A bill to reform gaming taxes in Vietnam’s special economic zones remains on hold and is unlikely to be passed anytime soon, according to Professor Augustine Ha Ton Vinh.
Speaking on a panel at iGaming Asia Congress at Macau’s Studio City on Thursday, Professor Augustine warned that the impasse could discourage new operators from entering the market. The legislation is seen as key to attracting foreign investment in large tourism and hospitality projects such as integrated resorts.
Vietnam’s tax on gaming currently stands as high as 35%, meaning “not so many operators will come to Vietnam,” Professor Vinh said.
The bill, intended to ease fiscal pressure on operators by creating a special regime linked to certain development zones, has been delayed since last year due to political opposition.

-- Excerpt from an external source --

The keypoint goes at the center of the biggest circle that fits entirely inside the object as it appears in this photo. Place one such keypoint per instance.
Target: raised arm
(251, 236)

Meanwhile, Professor Augustine made public on Thursday the fact that Silver Heritage Group’s Vietnam casino, Phoenix International Club, was shut down earlier this month because the Australian-listed company was running gaming tables under a license that only allowed it to operate electronic gaming machines.
Silver Heritage conveyed similar information to Inside Asian Gaming in conversations at the time, stating that the company put its hand up to regional authorities as soon as it learned of the licensing issue.
According to Professor Augustine, Silver Heritage could look for compensation in the Vietnam courts.
Vietnam divides licenses into three tiers: hotels, sport betting and gaming lounges. The casino at Phoenix International Club was allegedly operating under the gaming lounge tier which allows only for electronic gaming such as slot machines.